Man könnte Slaughter auch entgegenhalten, dass ihr „Alles“-Konzept sowieso keine soziale Revolution brauchte, sondern eine von Raum und Zeit: In diesem verfluchten 24-Stunden-Käfig, in den uns Erdenbewohner jeder Tag sperrt und in den auch der Schlaf noch gepresst werden will, ist es nun einmal nicht möglich, „alles“ zu sein: rund zwölf Stunden lang eine anwesende Mutter und weitere zehn, mindestens, Planungschefin einer Weltzentrale. Könnten das Männer? Das diskutiert Slaughter nicht, aber es ist offensichtlich kein Frauenproblem. Und wo sie ihren berühmten Kollegen Richard Holbrooke erwähnt, dessen Kinder auf der Gedenkfeier nach seinem Tod die lebenslang fast vollständige Abwesenheit des Weltdiplomaten zu Hause beklagten, gibt sie das implizit auch zu. Für Männer hieß Vereinbarkeit von Familie und Beruf traditionell eben meist: zwar beides zu „haben“, aber, gewollt oder ungewollt, nur eines zu leben, den Beruf nämlich.
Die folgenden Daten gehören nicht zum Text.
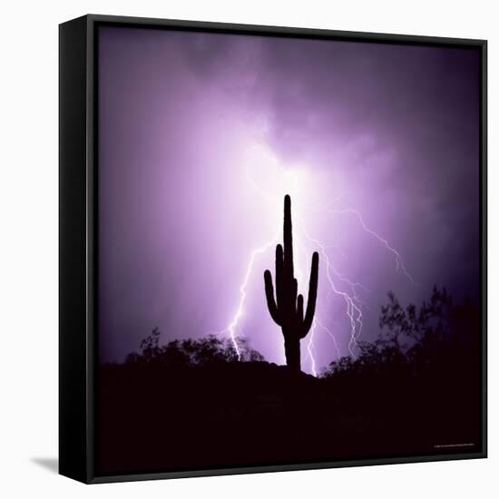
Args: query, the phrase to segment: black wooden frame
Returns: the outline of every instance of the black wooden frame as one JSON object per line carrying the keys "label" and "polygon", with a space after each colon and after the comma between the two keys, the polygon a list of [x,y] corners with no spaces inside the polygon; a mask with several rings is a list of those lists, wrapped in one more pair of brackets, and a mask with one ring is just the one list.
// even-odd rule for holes
{"label": "black wooden frame", "polygon": [[[94,472],[97,243],[97,87],[99,25],[134,26],[379,44],[463,46],[481,53],[480,274],[482,442],[478,452],[356,461],[320,462],[140,473],[100,476]],[[59,472],[87,484],[241,473],[391,465],[487,455],[487,43],[428,36],[350,33],[88,15],[59,26]]]}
Slaughter hat, wie andere Frauen, versucht, beides zu leben. Wie es scheint, mit Erfolg. Selbst im Turbo-Job in Washington, in dem sie die erste Frau war. Eine sensible Chefin, Hillary Clinton, gab ihr frei, wenn’s im Kinderzimmer mal brannte, Arbeiten ging auch zu Hause. Und daheim sorgte Papa dafür, dass es dem Nachwuchs an nichts fehlte.

An nichts? Nun ja, schreibt Slaughter. Männer reagierten nun einmal anders als Frauen, „wenn sie erkennen, dass ihre Abwesenheit ihre Kinder verletzt“. Es ist der verräterischste Satz in Slaughters Essay. Und der traurigste. Auch noch die bessere Managerin der Pubertätssorgen der Söhne sein zu wollen – welch eine Selbstüberhebung! Nein, in der Tat können Frauen nicht alles haben und sie sollten es nicht einmal wollen: wirtschaftliche Unabhängigkeit durch den Beruf, womöglich Freude daran, hoffentlich Gleichheit. Und zugleich die ungeminderte Macht der alten Matriarchin daheim. Die Hälfte des Himmels draußen erobern und in Kinderzimmer und Küche weiter allein kommandieren, das geht nicht. Das war nie „feministisches Credo“, wie Slaughter behauptet. Es ist kein revolutionäres Projekt, sondern ein zutiefst konservatives. Es hetzt Frauen in die Falle des Nie-genügen-Könnens. Es sperrt Männer aus und vergeudet ihre Talente, nicht nur als Väter.

Die Frauenbewegung hat das alles einmal gewusst. Wenn das inzwischen selbst in Princeton vergessen ist: Dann, Schwestern im Geiste Simone de Beauvoirs, haben wir wirklich noch gut zu tun. Mit der Revolution in unseren eigenen Köpfen.